Ventura claims for the first time in her reply brief that the trial court abused its discretion because it failed to consider the reasons that the SLAPP motion was late, it did not consider the merits of her motion to strike, and it did not require Grabel to show prejudice should the trial court allow her to file the motion. We need not address these issues raised for the first time on appeal in the reply brief, as Ventura has given no good reason for the failure to raise these claims in her opening brief. (American Drug Stores, Inc. v. Stroh (1992) 10 Cal.App.4th 1446, 1453.) Furthermore, similar claims were rejected in Olsen. (See Olsen, supra, 134 Cal.App.4th at pp. 286-287 [finding that the trial court, in assessing timeliness, need not determine the merits of the SLAPP motion and that the party opposing the motion need not demonstrate prejudice].)
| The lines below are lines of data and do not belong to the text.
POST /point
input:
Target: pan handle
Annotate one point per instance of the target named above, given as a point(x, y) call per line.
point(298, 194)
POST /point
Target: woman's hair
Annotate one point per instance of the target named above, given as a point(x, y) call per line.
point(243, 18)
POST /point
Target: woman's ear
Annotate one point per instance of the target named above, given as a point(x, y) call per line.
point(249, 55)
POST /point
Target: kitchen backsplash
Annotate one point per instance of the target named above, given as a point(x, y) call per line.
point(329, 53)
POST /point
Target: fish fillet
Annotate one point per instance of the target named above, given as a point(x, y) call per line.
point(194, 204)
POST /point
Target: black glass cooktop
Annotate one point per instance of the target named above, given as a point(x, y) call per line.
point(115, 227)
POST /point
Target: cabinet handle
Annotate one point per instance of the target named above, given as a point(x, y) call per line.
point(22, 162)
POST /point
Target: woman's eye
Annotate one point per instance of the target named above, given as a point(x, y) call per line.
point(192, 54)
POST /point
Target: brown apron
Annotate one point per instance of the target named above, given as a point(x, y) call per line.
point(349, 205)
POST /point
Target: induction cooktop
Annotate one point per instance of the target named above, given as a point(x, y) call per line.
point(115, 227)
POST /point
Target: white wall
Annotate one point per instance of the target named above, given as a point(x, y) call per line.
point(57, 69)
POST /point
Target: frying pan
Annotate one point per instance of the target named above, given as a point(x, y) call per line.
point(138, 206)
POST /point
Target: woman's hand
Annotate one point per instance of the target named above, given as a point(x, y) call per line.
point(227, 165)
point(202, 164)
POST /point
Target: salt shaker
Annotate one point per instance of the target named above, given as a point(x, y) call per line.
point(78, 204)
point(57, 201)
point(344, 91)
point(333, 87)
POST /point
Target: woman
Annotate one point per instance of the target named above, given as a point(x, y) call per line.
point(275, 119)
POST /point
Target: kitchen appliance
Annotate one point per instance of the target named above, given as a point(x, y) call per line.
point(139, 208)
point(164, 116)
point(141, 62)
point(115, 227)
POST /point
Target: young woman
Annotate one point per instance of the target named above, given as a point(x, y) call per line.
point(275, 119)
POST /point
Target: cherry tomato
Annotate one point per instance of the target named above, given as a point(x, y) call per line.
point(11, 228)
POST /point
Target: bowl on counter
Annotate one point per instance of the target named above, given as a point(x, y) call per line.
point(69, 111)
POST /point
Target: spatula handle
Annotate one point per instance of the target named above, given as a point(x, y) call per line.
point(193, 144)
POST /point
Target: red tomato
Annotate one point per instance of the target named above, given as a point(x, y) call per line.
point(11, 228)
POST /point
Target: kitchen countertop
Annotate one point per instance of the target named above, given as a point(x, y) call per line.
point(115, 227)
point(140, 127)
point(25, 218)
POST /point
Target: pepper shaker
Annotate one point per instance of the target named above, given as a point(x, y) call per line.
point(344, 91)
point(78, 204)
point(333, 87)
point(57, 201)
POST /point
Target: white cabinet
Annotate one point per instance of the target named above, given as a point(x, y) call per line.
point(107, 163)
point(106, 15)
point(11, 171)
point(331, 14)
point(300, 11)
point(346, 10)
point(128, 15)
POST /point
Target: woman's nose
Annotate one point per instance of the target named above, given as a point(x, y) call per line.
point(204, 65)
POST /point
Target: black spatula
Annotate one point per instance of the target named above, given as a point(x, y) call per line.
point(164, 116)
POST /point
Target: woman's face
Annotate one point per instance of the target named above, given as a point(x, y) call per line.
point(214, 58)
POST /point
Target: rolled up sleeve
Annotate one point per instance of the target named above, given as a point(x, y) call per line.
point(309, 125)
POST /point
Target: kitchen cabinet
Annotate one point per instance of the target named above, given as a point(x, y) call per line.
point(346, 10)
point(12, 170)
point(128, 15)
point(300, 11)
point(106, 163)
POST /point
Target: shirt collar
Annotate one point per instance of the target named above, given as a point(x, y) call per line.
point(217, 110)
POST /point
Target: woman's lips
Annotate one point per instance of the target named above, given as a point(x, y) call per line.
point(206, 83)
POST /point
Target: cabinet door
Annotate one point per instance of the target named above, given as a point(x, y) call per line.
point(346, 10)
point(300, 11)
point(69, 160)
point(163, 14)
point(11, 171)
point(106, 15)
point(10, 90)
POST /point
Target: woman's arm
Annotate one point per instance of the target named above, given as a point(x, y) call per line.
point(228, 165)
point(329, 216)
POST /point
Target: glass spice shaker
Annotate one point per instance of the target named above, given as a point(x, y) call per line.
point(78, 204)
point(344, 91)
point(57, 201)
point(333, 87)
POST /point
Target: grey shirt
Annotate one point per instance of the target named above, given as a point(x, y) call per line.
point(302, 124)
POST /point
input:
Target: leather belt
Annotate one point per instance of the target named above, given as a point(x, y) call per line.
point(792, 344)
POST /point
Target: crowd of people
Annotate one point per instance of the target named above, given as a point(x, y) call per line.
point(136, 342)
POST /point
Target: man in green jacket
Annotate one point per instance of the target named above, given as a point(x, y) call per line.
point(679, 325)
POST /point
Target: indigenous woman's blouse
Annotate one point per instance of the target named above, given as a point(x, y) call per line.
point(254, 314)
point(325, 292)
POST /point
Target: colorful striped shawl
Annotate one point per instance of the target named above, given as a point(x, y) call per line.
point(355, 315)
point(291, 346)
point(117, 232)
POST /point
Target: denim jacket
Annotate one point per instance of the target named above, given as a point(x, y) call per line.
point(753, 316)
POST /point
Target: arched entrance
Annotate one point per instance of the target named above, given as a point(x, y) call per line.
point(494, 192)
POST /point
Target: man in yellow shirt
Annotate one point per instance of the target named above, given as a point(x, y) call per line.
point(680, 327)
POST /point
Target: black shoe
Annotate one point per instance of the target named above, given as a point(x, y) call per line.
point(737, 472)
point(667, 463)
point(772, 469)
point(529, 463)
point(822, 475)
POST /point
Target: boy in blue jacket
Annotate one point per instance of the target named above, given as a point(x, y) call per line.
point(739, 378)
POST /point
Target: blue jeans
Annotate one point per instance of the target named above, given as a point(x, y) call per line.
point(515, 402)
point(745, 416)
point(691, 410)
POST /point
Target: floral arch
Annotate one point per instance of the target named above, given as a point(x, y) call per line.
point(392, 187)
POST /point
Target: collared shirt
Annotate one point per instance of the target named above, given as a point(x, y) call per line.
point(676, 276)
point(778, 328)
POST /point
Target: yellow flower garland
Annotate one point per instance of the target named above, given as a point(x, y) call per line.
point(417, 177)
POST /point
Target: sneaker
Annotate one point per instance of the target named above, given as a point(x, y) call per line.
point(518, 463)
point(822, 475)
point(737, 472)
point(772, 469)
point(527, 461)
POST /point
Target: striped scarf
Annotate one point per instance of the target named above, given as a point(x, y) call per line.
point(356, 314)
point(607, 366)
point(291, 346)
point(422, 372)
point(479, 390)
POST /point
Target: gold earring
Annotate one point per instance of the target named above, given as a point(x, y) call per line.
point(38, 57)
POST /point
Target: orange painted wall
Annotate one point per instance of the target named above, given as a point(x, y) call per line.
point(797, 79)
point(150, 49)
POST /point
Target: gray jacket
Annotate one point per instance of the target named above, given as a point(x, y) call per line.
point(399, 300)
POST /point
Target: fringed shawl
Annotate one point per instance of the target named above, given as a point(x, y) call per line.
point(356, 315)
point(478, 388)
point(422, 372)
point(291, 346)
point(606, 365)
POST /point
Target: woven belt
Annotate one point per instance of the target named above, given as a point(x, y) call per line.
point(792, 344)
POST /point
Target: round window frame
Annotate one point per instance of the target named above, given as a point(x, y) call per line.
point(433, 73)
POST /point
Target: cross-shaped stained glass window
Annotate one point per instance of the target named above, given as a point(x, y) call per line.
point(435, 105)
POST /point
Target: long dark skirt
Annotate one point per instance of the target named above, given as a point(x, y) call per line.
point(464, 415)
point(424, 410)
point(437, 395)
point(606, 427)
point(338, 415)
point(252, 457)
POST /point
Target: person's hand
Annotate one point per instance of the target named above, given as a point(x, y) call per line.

Here, the trial court did not abuse its discretion by refusing to allow Ventura to file a late SLAPP motion to strike the cross-complaint that was filed nearly one year late.
As the court did in Olsen, we also conclude that the appeal is frivolous, on the basis that any reasonable attorney would agree that this appeal is completely without merit. (In re Marriage of Flaherty (1982) 31 Cal.3d 637, 650; Olsen, supra, 134 Cal.App.4th at pp. 284-286.) This case is particularly egregious, as Ventura’s opening brief misrepresented the trial court proceedings and failed to raise a cognizable issue on appeal. It was up to Grabel to properly set forth the lower court proceedings and frame the issues to be decided on appeal: whether there was an appealable order and whether trial court abused its discretion in refusing to although Ventura’s late SLAPP motion. As set forth, ante, that issue is completely devoid of merit, and we therefore conclude that the instant appeal is frivolous.
III
DISPOSITION
We affirm the order of the trial court denying the motion for leave to file a SLAPP motion to strike the cross-complaint. Grabel is awarded his costs on appeal.
We concur: RAMIREZ, P.J., MILLER, J.